22 juillet 2004

Les Japonais sont maintenant des habitués de Val-d'Or et du Tour
VAL-D'OR - Makoto Shimada se demandait bien qu'est-ce qu'il était venu faire en Abitibi quand il s'est retrouvé en pleine noirceur au milieu de la rampe souterraine de l'étape signature à la Cité de l'Or, l'an dernier.

« J'ai été très impressionné quand on est descendu dans la mine; je n'avais jamais vécu pareille expérience au Japon », a déclaré le champion junior de son pays, qui en est à sa deuxième visite en Abitibi.
Une fois les premières émotions passées, le jeune cycliste a vivement apprécié et il ne s'est pas fait prier pour raconter son expérience à ses coéquipiers qui en sont tous à leur première visite.
« Je leur ai dit que c'était très amusant et qu'ils allaient apprécier cela, même s'ils allaient être très surpris du décor », a indiqué Shimada qui revivra l'expérience du contre-la-montre individuel avec départ souterrain dans la mine, ce matin.
Le Tour a une réputation internationale depuis de nombreuses années et la délégation japonaise en a fait une destination annuelle car elle en est à sa septième présence.
Même si le cyclisme sur route n'est pas un sport très populaire au pays du Soleil-Levant, les dirigeants tiennent mordicus à effectuer leur visite en Abitibi.
« Nous voulons faire vivre une belle expérience à nos jeunes, a déclaré le directeur sportif, Yasuaki Miyoshi qui en est à sa troisième présence à Val-d'Or. Nous voulons qu'ils se frottent à des coureurs de haut calibre car, à part les championnats mondiaux, c'est notre seule course internationale. »
De belles performances
Les Japonais ne viennent cependant pas en touristes. Mardi soir, on a vu leurs porte-couleurs effectuer plusieurs attaques.
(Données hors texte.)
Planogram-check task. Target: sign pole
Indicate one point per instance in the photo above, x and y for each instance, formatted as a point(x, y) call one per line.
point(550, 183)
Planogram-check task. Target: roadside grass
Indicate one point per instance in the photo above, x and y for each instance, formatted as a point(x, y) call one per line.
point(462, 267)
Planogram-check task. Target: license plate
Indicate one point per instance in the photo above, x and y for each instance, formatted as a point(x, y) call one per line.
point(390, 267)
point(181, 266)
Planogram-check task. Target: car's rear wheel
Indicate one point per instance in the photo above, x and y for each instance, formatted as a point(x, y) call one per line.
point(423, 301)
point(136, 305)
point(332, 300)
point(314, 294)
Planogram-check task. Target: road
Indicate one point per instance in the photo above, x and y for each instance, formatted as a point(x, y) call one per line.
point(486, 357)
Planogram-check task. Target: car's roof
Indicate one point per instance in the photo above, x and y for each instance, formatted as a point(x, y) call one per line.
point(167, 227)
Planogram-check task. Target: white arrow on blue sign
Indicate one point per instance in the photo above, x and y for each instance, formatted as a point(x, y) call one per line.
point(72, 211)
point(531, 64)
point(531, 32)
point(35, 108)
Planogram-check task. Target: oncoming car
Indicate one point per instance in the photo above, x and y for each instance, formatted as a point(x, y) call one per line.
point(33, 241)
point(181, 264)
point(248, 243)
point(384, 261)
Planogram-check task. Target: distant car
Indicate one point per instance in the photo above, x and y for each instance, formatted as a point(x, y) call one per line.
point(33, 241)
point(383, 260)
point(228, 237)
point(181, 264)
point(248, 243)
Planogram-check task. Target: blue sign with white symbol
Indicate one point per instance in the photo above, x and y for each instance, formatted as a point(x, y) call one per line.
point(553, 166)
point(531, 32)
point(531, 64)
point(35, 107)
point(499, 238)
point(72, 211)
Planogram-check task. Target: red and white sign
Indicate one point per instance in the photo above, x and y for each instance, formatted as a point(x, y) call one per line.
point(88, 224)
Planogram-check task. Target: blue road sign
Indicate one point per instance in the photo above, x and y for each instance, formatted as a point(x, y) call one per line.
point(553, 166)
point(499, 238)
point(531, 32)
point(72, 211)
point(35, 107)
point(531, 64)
« La stratégie est de tenter de toujours être devant le peloton, mais par la suite, ils jouissent d'une grande liberté et c'est eux qui décident quand attaquer », a déclaré Miyoshi, lui-même un ancien cycliste.
Dans le contre-la-montre par équipe, les Japonais ont terminé à une très respectable dixième place, même si c'était la première fois qu'ils roulaient ensemble dans un tel exercice.
À noter qu'ils furent l'une des rares équipes à franchir le fil d'arrivée avec leurs six coureurs.
« Nous avons tenu une réunion avant le départ et on s'était entendu pour que toute l'équipe franchisse le fil d'arrivée ensemble », a dit Miyoshi.
Les jeunes Japonais adorent leur expérience abitibienne et ils trouvent que ça roule très vite dans le peloton.
« Au Japon, je suis toujours dans les premiers, a déclaré Akira Ishii. le peloton est très rapide et c'est souvent apeurant de se retrouver en plein milieu. »
Espérant que le jeune ne vivra pas pareille peur quand il se retrouvera à 270 pieds sous terre ce matin.